You appear to have a *HP 17-by0000 Laptop PC* which was purchased on October 24, 2018 and came with Windows 10 Home 64-bit.
Is that correct?

If you browse through this list or look at the stickers on the case, you should be able to locate the exact model number laptop you have.

-------------------------------------------------


----------



## Couriant (Mar 26, 2002)

You have the maximum RAM allowed so you cannot upgrade that.

I am assuming you have an SSD installed, but it should have NVMe capability, which is the faster of the two, but more expensive, especially since it comes in 250GB - 500GB usually, which is less than what you have now.

It looks like your hard drive is at about 30-35% capacity used? So in my opinion, I wouldn't change it out.


----------



## MickOG (Jun 13, 2020)

Couriant said:


> You have the maximum RAM allowed so you cannot upgrade that.
> 
> I am assuming you have an SSD installed, but it should have NVMe capability, which is the faster of the two, but more expensive, especially since it comes in 250GB - 500GB usually, which is less than what you have now.
> 
> It looks like your hard drive is at about 30-35% capacity used? So in my opinion, I wouldn't change it out.


No SSD currently. Just a harddrive. Is it upgradeable?


----------



## Couriant (Mar 26, 2002)

Please confirm your model number: https://support.hp.com/us-en/product/hp-17-by0000-laptop-pc/20395856/document/c00033108

Other than that, I did see that some of the models have SATA drive in there. https://www.amazon.com/Samsung-Inch-Internal-MZ-76Q1T0B-AM/dp/B07L3D19MY/ may work for you. NVMe is the fastest.

I guess prices are dropping now.... https://www.amazon.com/CS3030-Internal-Solid-State-Drive/dp/B07MW9NJSH/ this should work, but please confirm your product number so we can confirm which hard drives are compatible.


----------



## flavallee (May 12, 2002)

James:
I requested the correct model number yesterday, but I got no reply.
The serial number in the log didn't help.
There are 100+ model numbers within the 17-by0000 series laptop.

-------------------------------------------------


----------



## MickOG (Jun 13, 2020)

flavallee said:


> James:
> I requested the correct model number yesterday, but I got no reply.
> The serial number in the log didn't help.
> There are 100+ model numbers within the 17-by0000 series laptop.
> ...





Couriant said:


> Please confirm your model number: https://support.hp.com/us-en/product/hp-17-by0000-laptop-pc/20395856/document/c00033108
> 
> Other than that, I did see that some of the models have SATA drive in there. https://www.amazon.com/Samsung-Inch-Internal-MZ-76Q1T0B-AM/dp/B07L3D19MY/ may work for you. NVMe is the fastest.
> 
> I guess prices are dropping now.... https://www.amazon.com/CS3030-Internal-Solid-State-Drive/dp/B07MW9NJSH/ this should work, but please confirm your product number so we can confirm which hard drives are compatible.
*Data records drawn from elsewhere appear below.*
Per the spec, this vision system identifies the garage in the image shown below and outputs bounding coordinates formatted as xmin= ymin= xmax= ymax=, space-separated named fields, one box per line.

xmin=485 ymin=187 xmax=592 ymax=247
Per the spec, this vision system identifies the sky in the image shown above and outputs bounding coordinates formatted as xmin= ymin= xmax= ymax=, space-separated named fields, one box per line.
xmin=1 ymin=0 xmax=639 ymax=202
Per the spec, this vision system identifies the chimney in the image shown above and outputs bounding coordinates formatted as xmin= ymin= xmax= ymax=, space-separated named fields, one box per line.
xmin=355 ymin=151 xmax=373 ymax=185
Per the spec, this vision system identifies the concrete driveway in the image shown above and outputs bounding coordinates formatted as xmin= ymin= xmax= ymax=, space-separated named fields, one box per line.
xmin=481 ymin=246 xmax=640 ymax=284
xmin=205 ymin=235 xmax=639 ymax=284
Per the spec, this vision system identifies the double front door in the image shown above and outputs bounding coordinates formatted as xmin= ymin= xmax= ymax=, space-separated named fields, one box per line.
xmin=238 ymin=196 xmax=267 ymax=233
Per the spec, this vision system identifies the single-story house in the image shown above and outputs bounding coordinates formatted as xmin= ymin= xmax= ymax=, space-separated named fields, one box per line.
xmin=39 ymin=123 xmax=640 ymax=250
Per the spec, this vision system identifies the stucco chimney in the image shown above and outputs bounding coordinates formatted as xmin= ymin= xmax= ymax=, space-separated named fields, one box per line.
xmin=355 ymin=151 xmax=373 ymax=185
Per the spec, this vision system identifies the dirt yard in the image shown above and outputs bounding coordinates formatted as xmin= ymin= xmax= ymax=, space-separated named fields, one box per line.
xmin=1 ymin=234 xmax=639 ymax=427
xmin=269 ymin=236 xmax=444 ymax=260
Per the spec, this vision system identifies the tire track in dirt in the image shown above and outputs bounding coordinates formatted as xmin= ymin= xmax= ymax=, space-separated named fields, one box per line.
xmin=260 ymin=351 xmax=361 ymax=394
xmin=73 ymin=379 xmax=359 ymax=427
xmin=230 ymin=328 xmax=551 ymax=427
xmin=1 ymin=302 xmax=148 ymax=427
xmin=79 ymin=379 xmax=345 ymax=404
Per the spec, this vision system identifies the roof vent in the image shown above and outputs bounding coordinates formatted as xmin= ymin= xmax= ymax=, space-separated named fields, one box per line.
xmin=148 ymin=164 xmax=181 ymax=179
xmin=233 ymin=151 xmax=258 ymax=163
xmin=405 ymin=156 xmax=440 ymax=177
Evening. Sorry about the late reply, product number is: 4WW74UA#ABA


----------



## Couriant (Mar 26, 2002)

It looks like you have the HP 17-BY0021DX... and now for some reason HP site is now showing this info too lol

Here is the product specifications of this machine

The technical/service manual shows 7mm SATA drives and NVMe drives.

I would suggest a NVMe drive as I mentioned. I don't know quality brands, but I am sure PNY is a good one.


----------



## flavallee (May 12, 2002)

*HP 17-by0021dx Notebook PC* (support site)

You might want to add and save this site in your browsers favorites/bookmarks lists so you can quickly refer to it when needed.

--------------------------------------------------


----------